Mores shares in Essity, Telia and Investor
Developments in the securities markets indicate that the world economy will recover relatively quickly. The massive support being implemented by governments and central banks is expected to have a long-term effect. At the same time, country after country is now easing restrictions, resulting in increased economic activity. Asian countries that are at the forefront of the process, including China, are now experiencing growth on both the demand and the supply sides. By contrast, there are worrying reports from the US that the virus is now accelerating at such a pace that restrictions are beginning to be reintroduced.
The corporate bond market has not been as quick to recover as the stock market, despite the steep falls in March. However, the rise in value in June indicates that the recovery is in full swing. There is still potential in this market if the negative effects of the pandemic are significantly reduced during the autumn and next year. The equity share is still around 60 percent. In June, the fund rose by 1.8 percent, which means that the decline so far this year has now shrunk to -8.6 percent.
The fund acquired additional shares in Essity, Telia and Investor in June. Essity has not really kept up with the recovery, which is hardly surprising since it is perceived as a defensive investment. Concerns about rising pulp prices have also played in. In the longer term, we believe that demand for its hygiene products will remain high for obvious reasons, and customer tolerance for higher prices has probably grown. In the short term, there is a risk of lower demand from some customers in the Professional Hygiene segment (restaurants, hotels, stadiums, etc), but this should be temporary.
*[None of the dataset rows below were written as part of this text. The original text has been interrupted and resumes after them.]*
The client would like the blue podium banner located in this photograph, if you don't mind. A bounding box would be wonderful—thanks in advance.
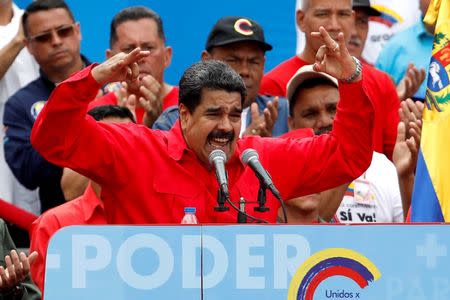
[45,225,450,300]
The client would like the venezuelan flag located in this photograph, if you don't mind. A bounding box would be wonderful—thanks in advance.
[411,0,450,222]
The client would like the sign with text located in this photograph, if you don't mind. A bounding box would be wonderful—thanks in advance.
[45,225,450,300]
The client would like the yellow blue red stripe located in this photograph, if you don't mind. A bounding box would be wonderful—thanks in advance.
[411,0,450,222]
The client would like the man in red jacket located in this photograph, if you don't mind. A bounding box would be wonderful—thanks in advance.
[32,27,373,224]
[260,0,400,158]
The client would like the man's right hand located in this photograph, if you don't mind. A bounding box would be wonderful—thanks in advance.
[243,97,279,137]
[91,48,150,85]
[0,250,38,291]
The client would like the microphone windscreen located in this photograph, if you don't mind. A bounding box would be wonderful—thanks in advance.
[208,149,227,165]
[241,148,259,165]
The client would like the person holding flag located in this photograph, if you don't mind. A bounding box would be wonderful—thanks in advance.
[411,0,450,222]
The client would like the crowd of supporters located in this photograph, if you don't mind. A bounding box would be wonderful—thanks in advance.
[0,0,433,299]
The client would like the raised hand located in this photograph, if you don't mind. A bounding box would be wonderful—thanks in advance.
[311,26,361,81]
[243,97,279,137]
[0,250,38,291]
[139,75,162,128]
[399,98,424,139]
[91,48,150,85]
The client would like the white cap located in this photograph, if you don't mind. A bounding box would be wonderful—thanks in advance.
[286,65,338,101]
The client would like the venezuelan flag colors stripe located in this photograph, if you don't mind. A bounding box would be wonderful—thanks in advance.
[288,248,381,300]
[411,0,450,222]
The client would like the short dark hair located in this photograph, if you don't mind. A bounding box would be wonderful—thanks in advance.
[22,0,75,37]
[178,60,247,113]
[88,105,136,123]
[109,6,166,47]
[289,77,337,117]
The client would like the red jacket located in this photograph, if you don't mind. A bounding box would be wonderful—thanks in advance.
[31,67,373,224]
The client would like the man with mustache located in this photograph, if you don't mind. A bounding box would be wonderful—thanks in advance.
[90,6,178,127]
[32,27,373,224]
[3,0,89,211]
[287,65,403,223]
[260,0,400,162]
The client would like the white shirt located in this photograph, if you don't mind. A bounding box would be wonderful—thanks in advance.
[336,152,403,223]
[0,4,40,214]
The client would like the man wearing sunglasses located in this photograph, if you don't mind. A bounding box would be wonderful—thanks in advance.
[0,0,40,217]
[3,0,89,211]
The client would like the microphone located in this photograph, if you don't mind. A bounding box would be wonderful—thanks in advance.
[241,148,281,199]
[208,149,230,211]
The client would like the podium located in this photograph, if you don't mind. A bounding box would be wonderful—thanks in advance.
[45,224,450,300]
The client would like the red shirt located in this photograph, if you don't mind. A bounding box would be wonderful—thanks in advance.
[31,67,373,224]
[88,86,178,124]
[30,184,106,294]
[260,56,400,160]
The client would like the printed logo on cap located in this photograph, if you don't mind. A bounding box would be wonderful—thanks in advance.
[234,19,253,35]
[30,101,45,120]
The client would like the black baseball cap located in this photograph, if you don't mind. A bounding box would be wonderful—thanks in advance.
[353,0,381,17]
[205,17,272,51]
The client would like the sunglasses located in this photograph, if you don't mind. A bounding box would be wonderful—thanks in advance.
[28,23,78,44]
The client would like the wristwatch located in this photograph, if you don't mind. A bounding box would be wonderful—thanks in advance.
[341,56,362,83]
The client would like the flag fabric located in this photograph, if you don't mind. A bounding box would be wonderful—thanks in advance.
[411,0,450,222]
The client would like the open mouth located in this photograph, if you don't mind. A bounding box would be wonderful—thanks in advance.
[208,131,234,149]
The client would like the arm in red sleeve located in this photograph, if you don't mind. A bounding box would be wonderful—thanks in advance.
[259,70,374,199]
[31,66,137,185]
[29,213,61,293]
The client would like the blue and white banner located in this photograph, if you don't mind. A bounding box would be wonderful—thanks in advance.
[45,225,450,300]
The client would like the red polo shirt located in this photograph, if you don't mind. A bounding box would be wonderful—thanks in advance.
[260,55,400,160]
[30,184,106,294]
[31,67,373,224]
[88,86,178,124]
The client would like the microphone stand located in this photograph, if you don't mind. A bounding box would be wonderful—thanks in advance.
[214,187,230,212]
[238,197,247,224]
[254,180,269,212]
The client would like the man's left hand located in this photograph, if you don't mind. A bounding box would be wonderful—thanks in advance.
[311,26,361,82]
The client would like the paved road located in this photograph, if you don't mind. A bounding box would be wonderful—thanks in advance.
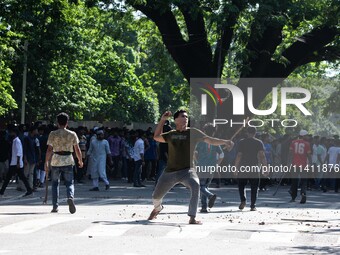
[0,179,340,255]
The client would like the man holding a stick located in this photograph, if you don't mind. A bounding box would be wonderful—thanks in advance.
[45,113,83,214]
[148,110,234,224]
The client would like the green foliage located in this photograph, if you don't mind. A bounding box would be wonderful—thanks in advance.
[0,20,17,116]
[0,0,158,122]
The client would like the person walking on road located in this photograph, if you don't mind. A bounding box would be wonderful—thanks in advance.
[45,113,83,214]
[235,127,267,211]
[87,130,113,191]
[148,110,233,224]
[0,128,33,197]
[289,130,312,204]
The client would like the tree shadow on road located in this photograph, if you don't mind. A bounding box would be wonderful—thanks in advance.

The share is traded at a P/E around 16-17, which seems low given the company’s stability and strong financial position. In addition, there are good opportunities to further increase earnings through acquisitions and cost savings. Telia is also defensive in nature. A new management that has proven itself elsewhere is generating expectations of a greater focus on shareholder value. Investor has a good portfolio that can be purchased at a discount of over 20 percent. Among other things, the fund sold shares in SSAB after a good upturn.
The fund has previously owned Cibus shares, but has now invested in two bonds issued by the company. Cibus is a well-managed real estate company with relatively low rent risk due to its exposure to the grocery trade. The bonds the fund invested in run for three years and return just over 4.5 percent.